Whether it is appropriate here is dubious but it is correct in the simple case

#### kelly0303

Are you measuring the ( literally) same object , e.g., measuring it in one lab and shipping it to the second , or you're measuring the same line of product , e.g., acme product #213-x1 in both labs separately?
I don't have an actual experiment. I am just curious, just for my personal knowledge. Again, using the neutron lifetime, you can assume they are the literally same object (i.e. a neutron), but measured in two different labs.

#### kelly0303

Your OP made no sense to me unless it was in the same lab and for the same experiment.

Your neutron half life example is poor since the two experimental results are from completely different experiments. Differing results may be disconcerting. As I stated above when two measurements of the same quantity do not agree it "alerts" you to a possible issues wrt one or both experiments. In the case of the neutron half life measurements something might be going on that is overlooked and isn't that the current controversy? Look at the measurements for each experimental technique. The beam measurements have a larger uncertainty and the technique is probably difficult which I can appreciate. They measured the decay of the neutrons by measuring how fast proton + electron are being produced . The trapped neutron measurement had a significantly smaller uncertainty but measured the number of undecayed neutrons, how fast they are disappearing . I do not know how valid it is to average them.
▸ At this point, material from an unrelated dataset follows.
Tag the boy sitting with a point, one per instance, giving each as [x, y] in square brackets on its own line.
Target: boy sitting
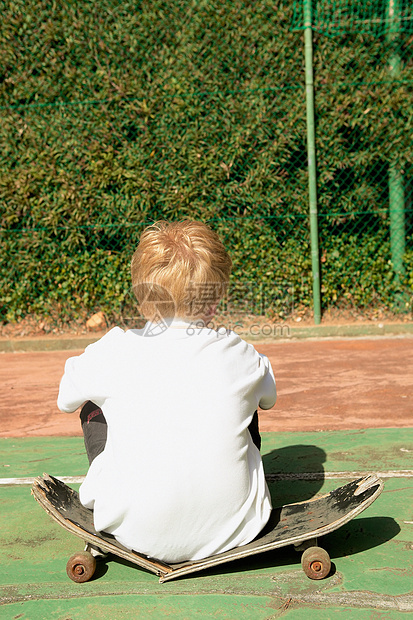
[174, 472]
However it does appear to me that they may have taken the reciprocal uncertainty weighted average of the two thus weighing the more accurate experiment more heavily.

(X1/σ1 +X2/σ2)/(1/σ1+1/σ2)

So in your case are you talking about experiments measuring the same thing the same way or as in the neutron example using completely different techniques?
I don't have an actual experiment. I am just curious based on things I read online about experiments giving different results. I gave the ruler example just for simplicity. So in the formula for the mean you gave, I assume you meant to use the variance, not the standard deviation, right? However, my main issue is with how to calculate the error associated with this mean (again, assume in the case of neutron lifetime, in order to have a clear example).

#### kelly0303

Since you are treating both of these statistically the NIST approach recommended using ANOVA. That will give you a mean and a standard error on the mean. Since the standard deviations are different you would want to apply a correction for heteroskedacity. Most software packages will have one, but you will need to check the documentation.
Thank you for this! I am quite new to statistics in general, but isn't ANOVA a way to check if the two means are statistically different? Does it actually give you the overall mean and error of these measurements?

#### kelly0303

Here is what people do. For simplicity, I am assuming both peaks have the same number of entries and the same width; if that's not the case you can weight.
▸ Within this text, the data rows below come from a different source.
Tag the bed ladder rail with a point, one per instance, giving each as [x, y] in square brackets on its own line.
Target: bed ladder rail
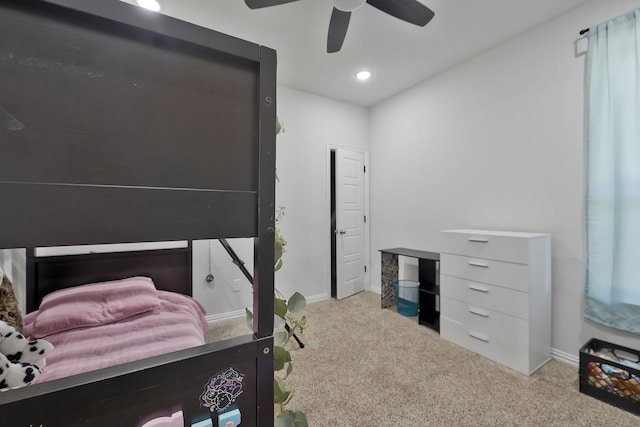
[240, 263]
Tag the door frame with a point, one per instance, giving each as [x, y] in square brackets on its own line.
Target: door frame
[327, 226]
The estimator is the average of the peaks' positions. The uncertainty on the mean is the uncertainty on a single peak added in quadrature with the distance between the peaks.

This slightly overestimates the error, but b4etter that then the reverse.
Thanks a lot for this! I am pretty sure this is what I was looking for! So the error would be $\sqrt{\sigma_1^2+(\mu_1-\mu_2)^2}$. Is this right? One more question, assuming there are more than 2 peaks (again same number of events and same width), how would you consider the difference between the peaks in this case?